Jacqueline Otto Isaacs, a blogger at Values and Capitalism, said that Christianity and America’s founding principles overlap.

“The message of the Gospel, the good news, is that salvation from our sins is offered through Christ — this salvation is voluntary and individual, and this is the core message of Christianity,” Isaacs said. “Christianity literally starts with the individual, celebrates the individual’s dignity and opportunity for salvation, and then grows outwardly into the community and Christ’s kingdom.”

Isaacs said governments around the world have done a lousy job of combating poverty, citing Federick Bastiat’s book, “The Law.”

“God redeems us from our sins and we can work towards redeeming those around us from poverty and ignorance and disease,” Issaacs said.

Jason Hughey, with the International Students for Liberty, referenced 1 Samuel 8 to explain the biblical description of government. In that verse, the prophet Samuel warned the people of Israel that the king they were demanding would rule over them in an oppressive way.

On the point of Jesus saying “render unto Caesar that which is Caesar’s and unto God that which is God’s,” Hughey argued that the emphasis is that “God is the highest authority, Christ is the highest authority, and not Caesar.” Thus, a reliance on big government can in some ways deify government.

Leah Hughey, Jason Hughey’s wife, said government redistribution undermines real charity.

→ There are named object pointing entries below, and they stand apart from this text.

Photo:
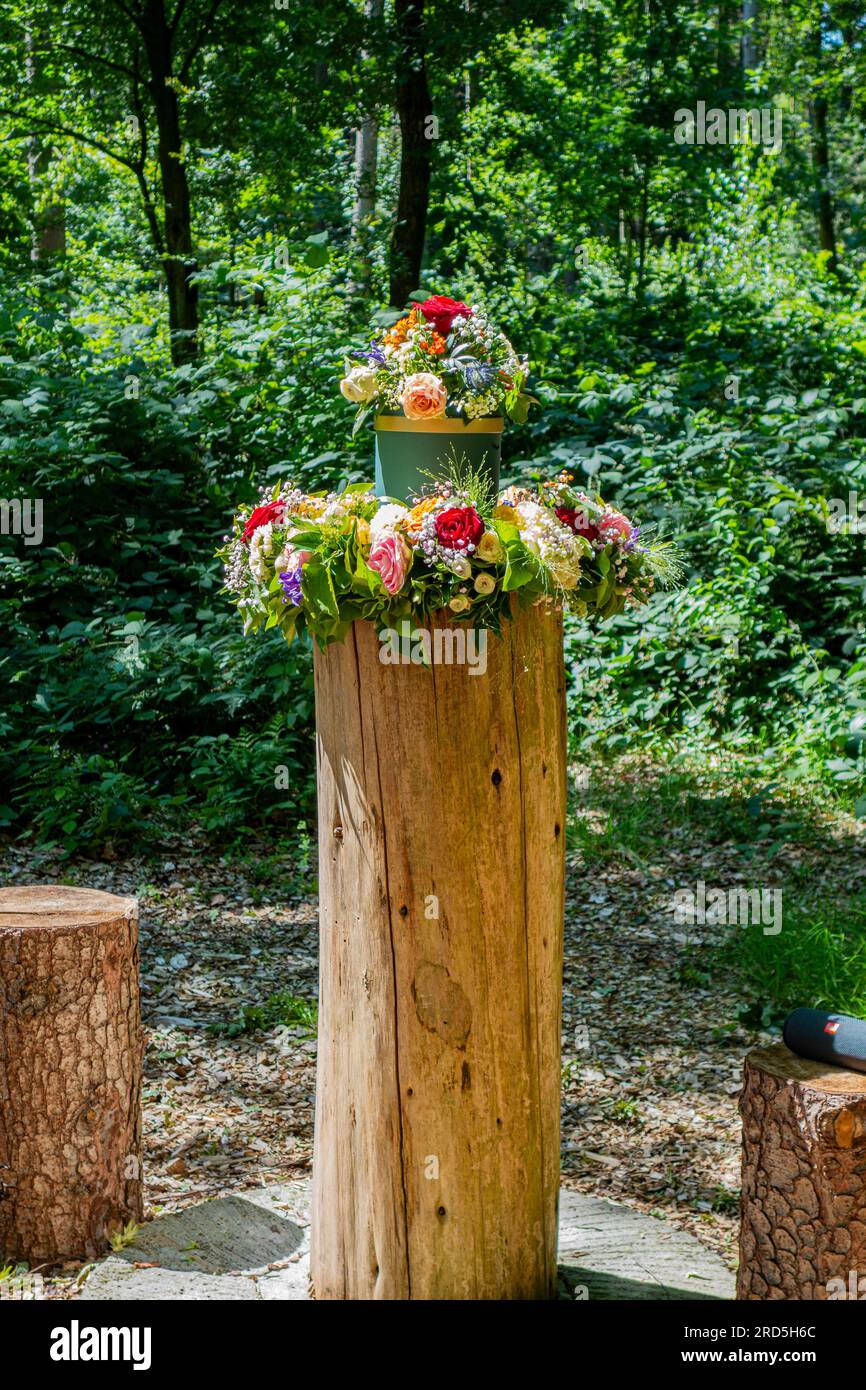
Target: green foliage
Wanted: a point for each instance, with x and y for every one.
(698, 357)
(816, 961)
(278, 1009)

“When the government steps in and acts as the giver of what could have been a private gift, instead of having a posture of humility and gratefulness, the receiver actually becomes envious and starts to compare what they have to what the giver has, and feels entitled to the possessions of another human being, which we know from scripture is harmful,” she said.

Further, she said that Jesus’ warnings about wealth was an issue of the heart regarding whether someone “puts possessions over Christ,” rather than just attacking the rich.